Many of these questions have partial answers, but are missing significant or useful details. Most of these questions become academic after a treatment or vaccine enable society to return to “normal.”

There are other questions that may help in the future.

  • What are the common attributes of countries with the best and the worst Covid-19 responses?
  • Why do countries with female leaders manage Covid-19 outbreaks better?
  • How did manufacturers and supply chains adjust during Covid-19 responses?
  • Are there economic institutions that would help navigate future viral outbreaks?
  • What international, national, and local public health institutions will help in a world of increasing viral outbreaks?
  • How did science change to respond to Covid-19 and how can it improve next time?
  • What government regulations will help manage the next outbreak?
  • Did reductions in carbon-based energy consumption during the Covid-19 lockdowns provide data that helps model climate change?

Those are my questions after three months of writing about Covid-19.

I want to cover two topics quickly. One is the role of children in spreading Covid-19. This is a constant conundrum for a few friends who have four and five year olds—Nicole in Barcelona, and Shane and his husband John in Berlin. They have lots of good questions. Should the kid go to school or childcare? Should the kid play with other kids? Is the kid a strong vector for Covid-19 into the home?

When I talk about this with my friends, I always say I don’t think there are any good answers for these questions. That doesn’t help my friends but, in fact, a recent article confirms that there aren’t good answers for how raise kids during the Covid-19 pandemic.

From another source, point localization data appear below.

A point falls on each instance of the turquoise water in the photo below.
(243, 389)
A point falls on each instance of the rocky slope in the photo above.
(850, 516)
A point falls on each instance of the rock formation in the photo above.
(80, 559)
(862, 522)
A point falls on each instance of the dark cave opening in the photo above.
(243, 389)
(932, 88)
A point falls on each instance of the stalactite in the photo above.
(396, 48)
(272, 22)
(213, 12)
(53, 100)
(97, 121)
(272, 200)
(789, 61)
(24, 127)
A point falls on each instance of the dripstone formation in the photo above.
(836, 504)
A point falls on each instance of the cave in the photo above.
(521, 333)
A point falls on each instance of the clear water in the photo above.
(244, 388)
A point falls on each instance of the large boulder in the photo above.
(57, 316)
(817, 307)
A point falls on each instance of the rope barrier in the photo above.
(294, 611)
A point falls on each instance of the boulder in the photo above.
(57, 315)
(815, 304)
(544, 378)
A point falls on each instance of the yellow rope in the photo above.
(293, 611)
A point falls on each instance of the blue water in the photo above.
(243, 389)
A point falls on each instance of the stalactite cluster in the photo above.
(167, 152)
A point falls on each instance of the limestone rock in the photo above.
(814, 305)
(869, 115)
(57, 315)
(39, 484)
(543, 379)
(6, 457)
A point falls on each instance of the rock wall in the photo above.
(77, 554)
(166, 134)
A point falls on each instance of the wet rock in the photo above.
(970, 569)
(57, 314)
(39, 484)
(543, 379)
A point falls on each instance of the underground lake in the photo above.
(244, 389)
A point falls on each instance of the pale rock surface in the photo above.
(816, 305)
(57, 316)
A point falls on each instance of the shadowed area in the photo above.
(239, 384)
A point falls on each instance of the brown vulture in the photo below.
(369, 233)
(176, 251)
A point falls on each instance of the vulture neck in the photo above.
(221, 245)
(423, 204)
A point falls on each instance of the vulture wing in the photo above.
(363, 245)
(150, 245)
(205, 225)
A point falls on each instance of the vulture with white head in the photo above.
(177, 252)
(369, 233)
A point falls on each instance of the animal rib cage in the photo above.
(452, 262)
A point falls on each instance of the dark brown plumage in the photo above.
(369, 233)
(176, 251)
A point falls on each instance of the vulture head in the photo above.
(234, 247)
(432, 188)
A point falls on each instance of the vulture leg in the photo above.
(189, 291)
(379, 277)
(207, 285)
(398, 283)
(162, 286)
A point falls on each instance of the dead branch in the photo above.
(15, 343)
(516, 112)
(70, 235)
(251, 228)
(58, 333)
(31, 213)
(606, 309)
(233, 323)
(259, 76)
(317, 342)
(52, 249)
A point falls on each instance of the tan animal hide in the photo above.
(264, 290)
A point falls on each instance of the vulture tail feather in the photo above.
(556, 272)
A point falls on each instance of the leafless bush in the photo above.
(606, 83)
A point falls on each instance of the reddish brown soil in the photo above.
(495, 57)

Covid-19 doesn’t cause many deaths or even symptomatic cases in children and that’s a double-edged sword. The good news is that it’s highly unlikely your kid is going to get sick, let alone die. The bad news is that, since it’s highly unlikely, no one is studying it. Well, there are a few studies, but not enough to provide good guidance to parents.

What’s worse is that the real world results are all over the map, as it were.

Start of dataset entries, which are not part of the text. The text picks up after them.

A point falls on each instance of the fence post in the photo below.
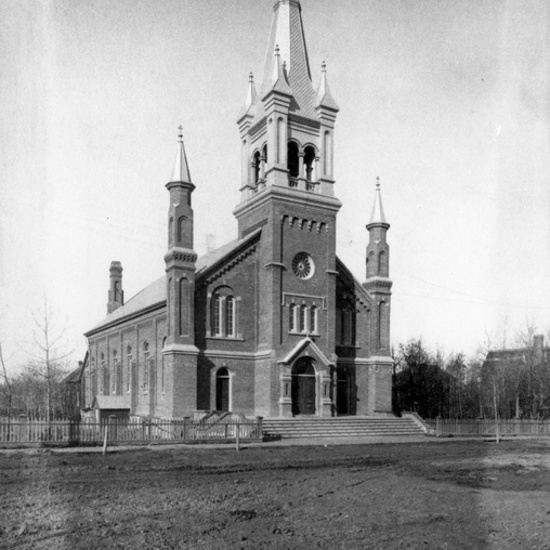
(23, 428)
(74, 431)
(260, 427)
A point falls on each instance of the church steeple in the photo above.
(287, 129)
(378, 283)
(180, 258)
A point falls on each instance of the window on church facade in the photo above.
(345, 324)
(145, 366)
(257, 166)
(292, 324)
(313, 320)
(129, 359)
(230, 316)
(115, 373)
(162, 366)
(302, 327)
(293, 160)
(223, 314)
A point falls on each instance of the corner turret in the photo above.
(378, 283)
(116, 294)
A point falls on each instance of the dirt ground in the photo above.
(466, 495)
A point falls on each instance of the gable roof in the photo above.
(153, 296)
(361, 293)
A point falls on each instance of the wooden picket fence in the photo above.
(488, 426)
(131, 431)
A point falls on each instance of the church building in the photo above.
(271, 324)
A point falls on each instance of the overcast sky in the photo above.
(447, 101)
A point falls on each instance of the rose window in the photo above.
(303, 265)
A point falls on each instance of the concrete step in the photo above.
(339, 427)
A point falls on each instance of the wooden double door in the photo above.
(303, 387)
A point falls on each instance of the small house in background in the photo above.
(519, 378)
(106, 406)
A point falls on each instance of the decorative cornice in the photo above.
(224, 268)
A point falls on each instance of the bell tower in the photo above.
(180, 352)
(287, 129)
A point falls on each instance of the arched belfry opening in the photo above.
(222, 390)
(293, 159)
(303, 391)
(309, 163)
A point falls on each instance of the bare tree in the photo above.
(50, 362)
(6, 384)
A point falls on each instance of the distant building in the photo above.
(523, 379)
(272, 323)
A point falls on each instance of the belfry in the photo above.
(271, 324)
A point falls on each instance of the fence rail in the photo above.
(483, 426)
(129, 431)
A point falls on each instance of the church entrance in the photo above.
(303, 387)
(343, 393)
(222, 390)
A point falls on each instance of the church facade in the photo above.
(271, 324)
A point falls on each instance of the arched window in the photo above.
(292, 321)
(145, 366)
(382, 262)
(309, 163)
(370, 263)
(303, 319)
(223, 313)
(327, 154)
(293, 161)
(129, 359)
(381, 325)
(216, 315)
(105, 375)
(257, 166)
(230, 316)
(116, 381)
(181, 227)
(313, 319)
(162, 366)
(346, 327)
(183, 313)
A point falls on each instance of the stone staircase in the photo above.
(342, 426)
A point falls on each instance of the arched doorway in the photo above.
(343, 393)
(303, 387)
(222, 390)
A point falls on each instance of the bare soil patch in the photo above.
(429, 495)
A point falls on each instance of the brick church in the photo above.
(273, 323)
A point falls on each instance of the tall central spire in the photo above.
(287, 32)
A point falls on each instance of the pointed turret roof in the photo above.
(377, 214)
(181, 168)
(324, 97)
(251, 95)
(288, 33)
(279, 81)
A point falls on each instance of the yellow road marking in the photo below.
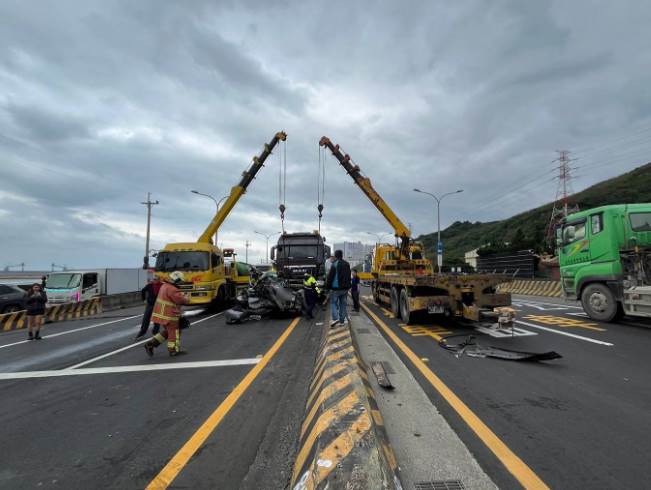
(435, 332)
(515, 466)
(181, 458)
(560, 321)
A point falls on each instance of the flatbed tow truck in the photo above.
(404, 279)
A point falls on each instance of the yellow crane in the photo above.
(208, 277)
(403, 278)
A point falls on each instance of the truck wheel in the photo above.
(395, 305)
(405, 314)
(599, 303)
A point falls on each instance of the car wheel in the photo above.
(405, 314)
(395, 306)
(599, 303)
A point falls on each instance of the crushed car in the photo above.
(267, 296)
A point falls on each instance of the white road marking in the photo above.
(567, 334)
(71, 331)
(130, 346)
(128, 369)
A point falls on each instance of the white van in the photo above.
(76, 286)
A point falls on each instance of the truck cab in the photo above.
(298, 253)
(603, 253)
(73, 286)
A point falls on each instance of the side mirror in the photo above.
(569, 233)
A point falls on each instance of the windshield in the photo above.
(63, 281)
(573, 231)
(180, 261)
(640, 221)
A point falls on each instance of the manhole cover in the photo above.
(440, 485)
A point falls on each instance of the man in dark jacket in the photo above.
(338, 282)
(149, 294)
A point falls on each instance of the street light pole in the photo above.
(266, 260)
(149, 204)
(439, 244)
(217, 204)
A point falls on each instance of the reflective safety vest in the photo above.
(167, 310)
(310, 283)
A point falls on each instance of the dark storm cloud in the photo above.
(101, 102)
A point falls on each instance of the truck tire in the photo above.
(405, 314)
(395, 302)
(599, 303)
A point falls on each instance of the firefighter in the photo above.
(311, 293)
(167, 313)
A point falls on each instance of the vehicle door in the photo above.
(575, 252)
(89, 286)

Denmark reopened schools in mid-April, without serious disruptions. But when classes resumed in Israel in May, infections among children and teachers flared. In China, where a cluster of cases in Beijing has everyone on edge, authorities moved quickly this week to preemptively close schools.

Stat, “How likely are kids to get Covid-19? Scientists see a ‘huge puzzle’ without easy answers,” 18 June 2020.

I wish my friends and all other parents the best of luck! Right now, there are no right answers.

The other topic I want to cover quickly is masks. I am a convert on this topic because the information changed and because the expert recommendations changed. Not everyone is a convert, however. In the US, masks unfortunately have become yet another partisan symbol.

American and United both started requiring masks on their flights this week. A conservative pundit delayed the departure of a flight yesterday, claiming he couldn’t be forced to wear a mask. He was removed from the flight, put on a later flight on which he did not wear a mask, and now he is banned from the airline.

In California, Governor Newsom ordered mandatory masks throughout the state. The Orange County sheriff, who refused to enforce the county’s mandatory mask order, also refuses to enforce Newsom’s order.

But masks seem to be working. Public health officials were concerned that the large BLM protests over George Floyd’s murder would create a spike in Covid-19 infections. Those spikes should have shown up by now.

The absence of surges in the cities with massive demonstrations but few other large gatherings has taken many officials and health analysts by surprise. However, as they’ve examined the data and the video footage, one thing has clarified matters, to an extent: A large percentage of the protesters wore masks.

Slate, “It Doesn’t Look Like the Protests Are Causing a COVID-19 Spike,” 17 June 2020.

So the question for Trump’s Tulsa rally tomorrow is: will Trump supporters wear masks? I hope they do, but if they make it a partisan issue, it also becomes a kind of Darwinian issue, too.